Spider silk has been something of the Holy Grail for fabrics. If you’re old enough to read this, you’re also likely well aware that it’s among the toughest materials around. It’s also light, flexible, and expensive. Spiders, being tiny, only make a little bit of the stuff. Mass producing it to make ultra-light armor, hyper-strong ropes, or anything else amazingly awesome has been slow going. Until now.

Start-up Bolt Threads and others are hoping to make the fabric on large scales. That’s been thus far complicated by the fact that spiders hate each other. And now, I’m not kidding. Silk worms can be farmed easily because they just nom their leaves and make their cocoons. Then we grab the silk. Spiders, on the other hand, have to be kept separate, meaning that much of the process can’t be automated or streamlined, and each one would require a lot of specialized care.

In the early 90s, there was a push to engineer organisms like goats to make the silk. The hope being that if you could, say, milk a goat for silk, we’d have all the stuff we needed. Some companies were able to kick out prototypes, but little progress has been made beyond that. This time, the issue is that spider silk proteins are just really, really big. The molecules that make up the dragline — the toughest of the seven types of spider silk — are almost twice the size of many standard human or mammalian proteins.

One push has been to make smaller equivalents that are easier for goats and microbes to produce and handle.

“At some point, you lose the mechanical properties as the protein gets smaller,” Randy Lewis, one of the first chemists to clone spider silk gene, told Science Mag.

Some companies, like AMSilk, have begun producing smaller-scale versions that are being used in specialized coatings. One, that’s in clinical trials now, has been used to make breast implants that are essentially invisible to the immune system, dramatically cutting the risk for rejection.

Others, like Bolt Threads, finally believe they can bring the technology to the fashion world. The company has engineered yeast to produce the proteins needed, and then spins the silk into thread thanks to a lengthy process.

Even though these genes originated in spiders, the company hopes to make high performance fabrics, including vegan ones. Many of the better materials for winter coats, for instance, are made with animal products.

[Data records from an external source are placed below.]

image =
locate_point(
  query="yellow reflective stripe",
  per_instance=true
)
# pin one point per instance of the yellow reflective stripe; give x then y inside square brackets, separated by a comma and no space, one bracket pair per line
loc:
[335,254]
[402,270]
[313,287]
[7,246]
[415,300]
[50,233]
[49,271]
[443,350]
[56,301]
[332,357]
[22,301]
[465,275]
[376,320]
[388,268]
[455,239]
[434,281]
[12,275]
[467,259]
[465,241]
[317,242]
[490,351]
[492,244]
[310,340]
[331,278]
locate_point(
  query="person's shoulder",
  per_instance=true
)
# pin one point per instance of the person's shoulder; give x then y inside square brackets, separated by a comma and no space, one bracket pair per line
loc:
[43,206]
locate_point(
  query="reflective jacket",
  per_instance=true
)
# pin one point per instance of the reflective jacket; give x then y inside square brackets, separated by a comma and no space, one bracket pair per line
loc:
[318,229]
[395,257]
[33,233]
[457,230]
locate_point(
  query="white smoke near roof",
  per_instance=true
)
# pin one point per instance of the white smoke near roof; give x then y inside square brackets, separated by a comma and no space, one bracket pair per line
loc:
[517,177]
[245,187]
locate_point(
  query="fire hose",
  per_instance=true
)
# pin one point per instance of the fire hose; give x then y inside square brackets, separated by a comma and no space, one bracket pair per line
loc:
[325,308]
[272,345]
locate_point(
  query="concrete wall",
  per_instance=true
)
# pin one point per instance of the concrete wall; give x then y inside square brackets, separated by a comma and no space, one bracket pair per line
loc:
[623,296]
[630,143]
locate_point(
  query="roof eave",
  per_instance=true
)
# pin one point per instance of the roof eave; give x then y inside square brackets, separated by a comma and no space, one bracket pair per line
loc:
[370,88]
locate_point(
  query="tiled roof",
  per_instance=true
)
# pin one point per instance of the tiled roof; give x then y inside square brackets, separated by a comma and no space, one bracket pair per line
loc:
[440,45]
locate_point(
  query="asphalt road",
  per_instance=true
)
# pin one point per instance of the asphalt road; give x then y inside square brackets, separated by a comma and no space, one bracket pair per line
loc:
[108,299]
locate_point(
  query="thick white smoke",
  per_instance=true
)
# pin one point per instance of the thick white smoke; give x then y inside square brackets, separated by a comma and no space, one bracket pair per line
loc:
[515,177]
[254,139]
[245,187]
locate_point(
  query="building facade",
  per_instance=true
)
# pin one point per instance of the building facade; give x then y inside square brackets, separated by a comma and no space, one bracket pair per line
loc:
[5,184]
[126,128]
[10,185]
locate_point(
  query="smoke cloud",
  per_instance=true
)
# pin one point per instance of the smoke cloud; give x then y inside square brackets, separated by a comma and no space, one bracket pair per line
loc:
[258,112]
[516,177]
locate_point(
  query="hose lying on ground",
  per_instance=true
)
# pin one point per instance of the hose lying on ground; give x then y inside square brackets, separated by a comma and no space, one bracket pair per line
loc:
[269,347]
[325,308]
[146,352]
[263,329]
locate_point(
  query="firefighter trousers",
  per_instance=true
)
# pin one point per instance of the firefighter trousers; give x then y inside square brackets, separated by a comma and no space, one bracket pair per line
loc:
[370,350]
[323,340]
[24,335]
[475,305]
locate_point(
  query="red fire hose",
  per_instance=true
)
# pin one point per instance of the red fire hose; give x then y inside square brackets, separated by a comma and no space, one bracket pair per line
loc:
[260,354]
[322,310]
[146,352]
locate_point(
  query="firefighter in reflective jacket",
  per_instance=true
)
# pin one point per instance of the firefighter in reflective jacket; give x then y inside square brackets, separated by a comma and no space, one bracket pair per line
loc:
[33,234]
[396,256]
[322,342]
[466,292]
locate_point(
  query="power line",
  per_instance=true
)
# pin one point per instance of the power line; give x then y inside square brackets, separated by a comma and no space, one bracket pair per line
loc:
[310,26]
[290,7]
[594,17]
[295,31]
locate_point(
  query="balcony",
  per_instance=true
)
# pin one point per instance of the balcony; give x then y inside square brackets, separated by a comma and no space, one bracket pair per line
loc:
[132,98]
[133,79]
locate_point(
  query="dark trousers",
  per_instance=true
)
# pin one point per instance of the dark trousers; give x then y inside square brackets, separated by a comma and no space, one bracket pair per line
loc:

The company has pulled in $90 million in capital and grants to pursue its goals, and has even partnered with designer Stella McCartney to help market and produce high-fashion a la spider silk. Bolt claims that it’s well on the way to having their products on store shelves by next year, though they will likely be pretty spendy. A couple years back, Spiber, a Japanese firm for synthetic spider silk announced that they’d sell $1,000 parkas made with the stuff at North Face. That fell through as the company needed more time to perfect their product.

If Bolt has it now (or soon will) it could spark a revolution in fabrics — though it may be a while before the common folk will be able to put down for one.